McHenry Museum displayed my collection for 3mos. during the 5 yrs. Amgen’s Tours of California came Modesto, Ca. The Supreme not ridden was not hidden. In the museum I met people from around the world to students on “field trips” in the area. I collect the “History of Bicycles”. (In the show were works by Bob Rose, Bob Ujszaszi, and Jim Frazier).


----------



## Vonnegut (Apr 9, 2022)

Wow, very nice work.


----------



## razinhellcustomz (Apr 9, 2022)

Nostalgiariders said:


> I’ve been restoring metal antiques specializing in balloon tire bicycles for 30 years. Here is a small sample of some of the bikes I’ve done
> 
> View attachment 1601188
> 
> ...



What year and model is the green and cream bike in pic #7? LOVE the lines of this bike.. Nice job.. RideOnn.. Razin..


----------



## Nostalgic Reflections (Apr 9, 2022)

WOW!!!
Very nice work!


----------



## CURTIS L LINDGREN (Apr 9, 2022)

Are the "Mr. President "  and "First Lady "   bike's a ONE OFF ??   Those are Super nice !    Well.............all of them really . 😁   Thanks for sharing .


----------



## Nostalgiariders (Apr 9, 2022)

razinhellcustomz said:


> What year and model is the green and cream bike in pic #7? LOVE the lines of this bike.. Nice job.. RideOnn.. Razin..



1940 cousin clipper


----------



## Nostalgiariders (Apr 9, 2022)

CURTIS L LINDGREN said:


> Are the "Mr. President "  and "First Lady "   bike's a ONE OFF ??   Those are Super nice !    Well.............all of them really . 😁   Thanks for sharing .

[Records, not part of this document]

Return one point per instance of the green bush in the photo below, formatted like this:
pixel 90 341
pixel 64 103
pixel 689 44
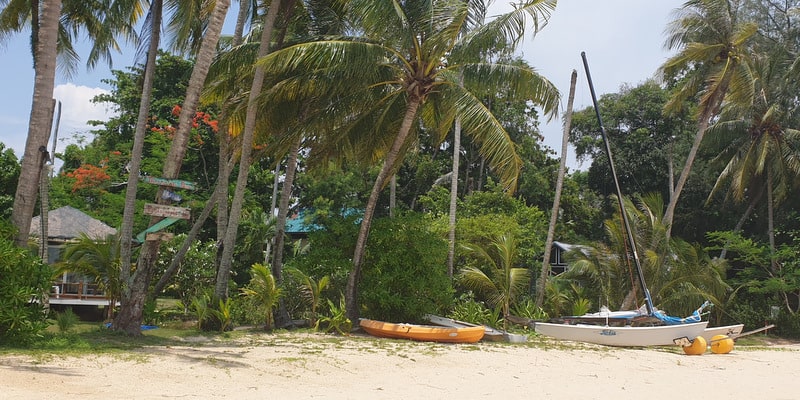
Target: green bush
pixel 24 281
pixel 468 309
pixel 66 320
pixel 787 325
pixel 405 273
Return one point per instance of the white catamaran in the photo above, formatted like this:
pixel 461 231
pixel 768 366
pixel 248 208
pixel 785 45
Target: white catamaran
pixel 645 327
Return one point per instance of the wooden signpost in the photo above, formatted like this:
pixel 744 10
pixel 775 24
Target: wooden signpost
pixel 163 236
pixel 158 210
pixel 176 183
pixel 171 214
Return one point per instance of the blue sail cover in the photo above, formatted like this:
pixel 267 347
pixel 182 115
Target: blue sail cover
pixel 669 320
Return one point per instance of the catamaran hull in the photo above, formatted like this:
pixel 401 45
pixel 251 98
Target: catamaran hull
pixel 625 336
pixel 731 331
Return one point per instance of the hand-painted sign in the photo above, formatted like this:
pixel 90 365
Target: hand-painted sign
pixel 155 228
pixel 158 210
pixel 176 183
pixel 163 236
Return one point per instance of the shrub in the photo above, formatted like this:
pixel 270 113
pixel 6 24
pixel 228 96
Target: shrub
pixel 66 320
pixel 405 273
pixel 23 286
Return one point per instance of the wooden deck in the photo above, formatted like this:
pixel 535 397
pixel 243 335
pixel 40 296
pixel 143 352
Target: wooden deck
pixel 78 293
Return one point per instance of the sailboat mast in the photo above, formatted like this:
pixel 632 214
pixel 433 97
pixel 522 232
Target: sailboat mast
pixel 625 222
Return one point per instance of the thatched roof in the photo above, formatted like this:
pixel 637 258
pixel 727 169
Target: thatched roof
pixel 68 223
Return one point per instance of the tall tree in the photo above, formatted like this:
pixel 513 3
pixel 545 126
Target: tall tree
pixel 135 282
pixel 760 149
pixel 221 287
pixel 711 39
pixel 551 230
pixel 130 316
pixel 45 53
pixel 54 25
pixel 398 70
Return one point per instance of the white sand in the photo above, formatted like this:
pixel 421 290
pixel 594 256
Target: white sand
pixel 303 366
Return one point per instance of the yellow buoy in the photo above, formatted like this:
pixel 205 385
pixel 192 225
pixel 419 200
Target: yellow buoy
pixel 721 344
pixel 698 347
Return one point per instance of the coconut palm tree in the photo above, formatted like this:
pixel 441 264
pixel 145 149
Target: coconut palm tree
pixel 54 25
pixel 248 133
pixel 679 275
pixel 497 280
pixel 137 282
pixel 711 41
pixel 398 73
pixel 760 149
pixel 263 291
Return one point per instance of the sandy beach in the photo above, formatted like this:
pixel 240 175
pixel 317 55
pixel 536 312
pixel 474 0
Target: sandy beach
pixel 306 366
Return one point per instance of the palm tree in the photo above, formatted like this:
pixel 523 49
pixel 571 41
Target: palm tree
pixel 399 73
pixel 263 291
pixel 130 316
pixel 135 283
pixel 221 287
pixel 551 229
pixel 51 39
pixel 760 151
pixel 504 283
pixel 97 259
pixel 311 290
pixel 711 40
pixel 678 274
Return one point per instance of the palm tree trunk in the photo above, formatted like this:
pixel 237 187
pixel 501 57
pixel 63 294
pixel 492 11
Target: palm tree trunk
pixel 771 222
pixel 272 206
pixel 451 234
pixel 172 165
pixel 208 49
pixel 129 318
pixel 392 195
pixel 45 52
pixel 562 167
pixel 740 223
pixel 351 293
pixel 282 315
pixel 223 274
pixel 704 119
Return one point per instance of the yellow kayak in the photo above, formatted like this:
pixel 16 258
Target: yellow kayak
pixel 426 333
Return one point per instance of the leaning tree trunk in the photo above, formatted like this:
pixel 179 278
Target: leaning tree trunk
pixel 137 292
pixel 281 314
pixel 45 52
pixel 129 317
pixel 562 167
pixel 740 223
pixel 451 234
pixel 704 119
pixel 223 273
pixel 351 293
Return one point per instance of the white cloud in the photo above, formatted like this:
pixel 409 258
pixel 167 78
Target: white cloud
pixel 77 107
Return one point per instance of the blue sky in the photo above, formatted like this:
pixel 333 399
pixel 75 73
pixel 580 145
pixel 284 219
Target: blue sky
pixel 623 40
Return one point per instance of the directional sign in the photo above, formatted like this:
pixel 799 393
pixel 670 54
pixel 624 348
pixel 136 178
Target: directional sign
pixel 163 236
pixel 176 183
pixel 155 228
pixel 158 210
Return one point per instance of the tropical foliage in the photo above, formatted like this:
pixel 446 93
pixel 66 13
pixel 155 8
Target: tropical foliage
pixel 373 123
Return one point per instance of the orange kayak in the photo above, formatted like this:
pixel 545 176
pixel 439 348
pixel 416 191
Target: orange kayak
pixel 426 333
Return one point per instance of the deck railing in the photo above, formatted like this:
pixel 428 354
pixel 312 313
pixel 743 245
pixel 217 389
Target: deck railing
pixel 76 290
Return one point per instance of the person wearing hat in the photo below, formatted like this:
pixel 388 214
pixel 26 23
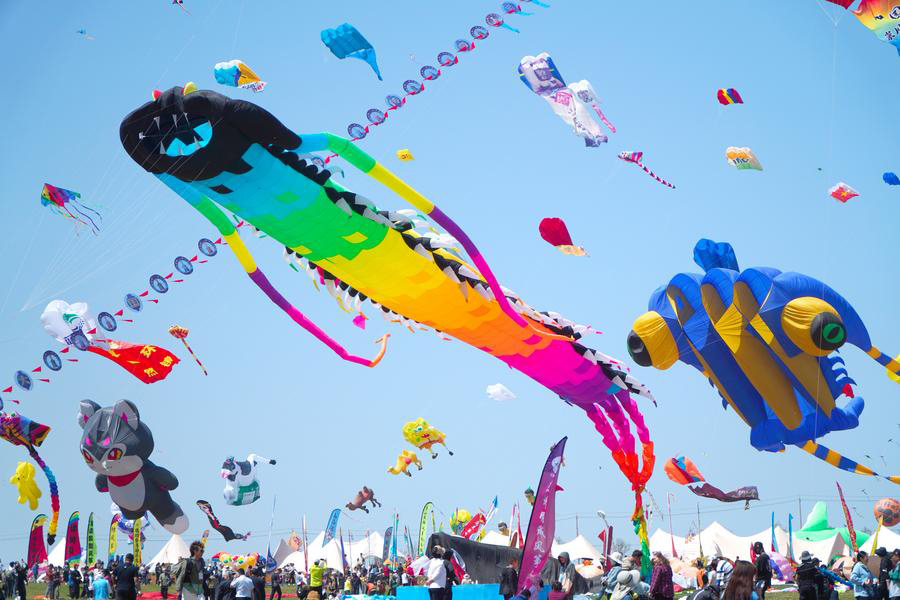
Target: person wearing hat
pixel 609 580
pixel 808 578
pixel 861 577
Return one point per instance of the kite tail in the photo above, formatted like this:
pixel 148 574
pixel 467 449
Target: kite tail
pixel 215 215
pixel 653 175
pixel 841 462
pixel 54 495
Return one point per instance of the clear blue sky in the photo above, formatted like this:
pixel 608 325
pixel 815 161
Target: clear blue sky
pixel 818 96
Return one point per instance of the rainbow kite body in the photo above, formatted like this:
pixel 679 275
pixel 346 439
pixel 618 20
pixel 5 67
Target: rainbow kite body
pixel 766 341
pixel 250 168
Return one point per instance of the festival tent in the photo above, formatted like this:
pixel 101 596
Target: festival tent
pixel 577 548
pixel 174 550
pixel 57 556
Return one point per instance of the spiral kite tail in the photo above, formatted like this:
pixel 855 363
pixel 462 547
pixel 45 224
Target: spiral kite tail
pixel 54 495
pixel 654 175
pixel 186 345
pixel 842 462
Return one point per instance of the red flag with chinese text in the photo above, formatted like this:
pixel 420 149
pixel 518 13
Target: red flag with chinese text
pixel 148 363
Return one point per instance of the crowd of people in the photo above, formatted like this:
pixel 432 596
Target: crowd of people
pixel 193 579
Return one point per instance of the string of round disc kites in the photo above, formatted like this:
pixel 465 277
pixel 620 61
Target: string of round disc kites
pixel 414 87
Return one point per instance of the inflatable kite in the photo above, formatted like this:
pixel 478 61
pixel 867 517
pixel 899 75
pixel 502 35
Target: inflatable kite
pixel 423 436
pixel 573 104
pixel 73 325
pixel 227 532
pixel 554 231
pixel 816 528
pixel 766 341
pixel 499 392
pixel 404 461
pixel 728 96
pixel 249 167
pixel 362 497
pixel 67 203
pixel 636 157
pixel 179 332
pixel 346 41
pixel 22 431
pixel 241 484
pixel 117 445
pixel 742 158
pixel 887 512
pixel 235 73
pixel 23 479
pixel 882 17
pixel 842 192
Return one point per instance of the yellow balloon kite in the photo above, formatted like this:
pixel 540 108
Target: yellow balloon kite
pixel 23 478
pixel 423 436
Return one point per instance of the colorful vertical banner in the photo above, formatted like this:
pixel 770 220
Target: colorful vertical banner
pixel 850 531
pixel 137 542
pixel 91 543
pixel 791 538
pixel 37 551
pixel 542 523
pixel 423 527
pixel 305 547
pixel 113 538
pixel 388 538
pixel 774 541
pixel 73 541
pixel 394 540
pixel 331 528
pixel 473 526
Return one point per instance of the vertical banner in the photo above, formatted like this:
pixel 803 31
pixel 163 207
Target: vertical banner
pixel 774 541
pixel 73 541
pixel 137 542
pixel 791 538
pixel 37 551
pixel 331 528
pixel 113 538
pixel 91 543
pixel 388 538
pixel 423 527
pixel 542 524
pixel 305 547
pixel 850 531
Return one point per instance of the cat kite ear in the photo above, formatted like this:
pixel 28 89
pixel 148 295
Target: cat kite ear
pixel 85 410
pixel 127 411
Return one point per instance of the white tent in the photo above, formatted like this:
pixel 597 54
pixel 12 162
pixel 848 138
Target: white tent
pixel 174 550
pixel 371 545
pixel 577 548
pixel 57 556
pixel 717 539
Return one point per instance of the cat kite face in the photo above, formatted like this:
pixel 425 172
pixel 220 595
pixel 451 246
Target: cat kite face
pixel 115 442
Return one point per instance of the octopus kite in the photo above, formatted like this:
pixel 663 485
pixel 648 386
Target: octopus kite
pixel 249 166
pixel 767 341
pixel 22 431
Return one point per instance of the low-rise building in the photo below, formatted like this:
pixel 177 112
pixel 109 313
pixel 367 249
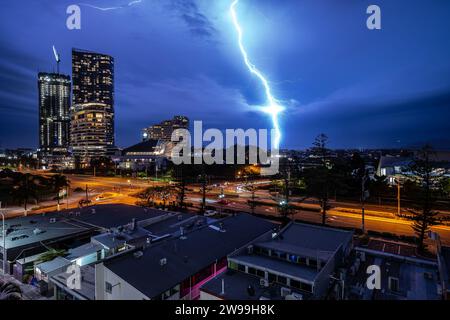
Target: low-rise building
pixel 177 267
pixel 294 263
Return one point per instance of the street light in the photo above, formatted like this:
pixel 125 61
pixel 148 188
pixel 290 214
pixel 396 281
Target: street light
pixel 4 240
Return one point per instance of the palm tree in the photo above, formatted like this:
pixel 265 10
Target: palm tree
pixel 9 291
pixel 58 182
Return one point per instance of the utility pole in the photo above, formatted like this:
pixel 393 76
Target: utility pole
pixel 4 240
pixel 398 197
pixel 67 197
pixel 363 198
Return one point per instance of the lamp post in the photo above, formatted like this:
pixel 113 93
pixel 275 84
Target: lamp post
pixel 398 197
pixel 4 240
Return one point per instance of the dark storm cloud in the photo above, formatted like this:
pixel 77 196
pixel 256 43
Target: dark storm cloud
pixel 363 88
pixel 197 22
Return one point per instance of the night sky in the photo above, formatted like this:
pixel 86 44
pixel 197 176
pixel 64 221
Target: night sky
pixel 381 88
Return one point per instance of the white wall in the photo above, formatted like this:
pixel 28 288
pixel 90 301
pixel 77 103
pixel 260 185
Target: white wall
pixel 206 296
pixel 121 289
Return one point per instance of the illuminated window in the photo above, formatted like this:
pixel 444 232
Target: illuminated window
pixel 108 287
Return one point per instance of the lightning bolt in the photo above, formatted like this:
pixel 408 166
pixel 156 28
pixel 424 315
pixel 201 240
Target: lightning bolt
pixel 273 108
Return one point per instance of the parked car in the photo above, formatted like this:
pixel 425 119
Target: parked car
pixel 209 213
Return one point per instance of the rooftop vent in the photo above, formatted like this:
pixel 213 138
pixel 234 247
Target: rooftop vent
pixel 38 231
pixel 22 236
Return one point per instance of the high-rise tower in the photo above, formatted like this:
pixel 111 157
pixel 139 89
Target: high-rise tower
pixel 92 125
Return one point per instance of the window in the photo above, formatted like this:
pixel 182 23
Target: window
pixel 393 284
pixel 108 287
pixel 306 287
pixel 271 277
pixel 312 263
pixel 232 265
pixel 295 284
pixel 282 280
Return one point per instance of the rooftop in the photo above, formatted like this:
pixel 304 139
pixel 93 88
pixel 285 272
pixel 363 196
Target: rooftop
pixel 308 240
pixel 187 255
pixel 23 231
pixel 236 286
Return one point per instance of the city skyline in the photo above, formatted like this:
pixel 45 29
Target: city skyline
pixel 363 88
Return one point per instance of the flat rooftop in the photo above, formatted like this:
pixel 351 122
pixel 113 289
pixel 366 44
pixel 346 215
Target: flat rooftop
pixel 32 229
pixel 308 240
pixel 236 286
pixel 283 267
pixel 187 255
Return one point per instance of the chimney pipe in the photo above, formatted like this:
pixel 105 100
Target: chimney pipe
pixel 223 287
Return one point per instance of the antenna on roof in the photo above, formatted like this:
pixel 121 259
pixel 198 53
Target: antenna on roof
pixel 57 58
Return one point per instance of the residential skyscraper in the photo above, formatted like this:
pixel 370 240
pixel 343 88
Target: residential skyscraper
pixel 54 117
pixel 92 126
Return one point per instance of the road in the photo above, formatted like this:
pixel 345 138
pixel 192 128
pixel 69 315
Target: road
pixel 121 190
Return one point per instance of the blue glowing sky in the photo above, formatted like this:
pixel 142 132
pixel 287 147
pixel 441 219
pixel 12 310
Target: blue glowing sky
pixel 385 88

I Custom painted those two late 1940s schwinn’s For Bill and Hillary Clinton in 1997. I was commissioned to do them by a big collector client of mine from fresno


----------



## OZ1972 (Apr 9, 2022)

Outstanding work !!!!!!!!


----------



## Nostalgiariders (Apr 9, 2022)

OZ1972 said:


> Outstanding work !!!!!!!!



Thanks


----------



## Paul M (Apr 10, 2022)

Each one cooler than the next...


----------



## skeezer (Apr 10, 2022)

Not "restored" but I love her.

Skeezer


----------



## Jon Olson (Dec 16, 2022)

This picture belongs on this thread, I hope this is okay with Bob.


----------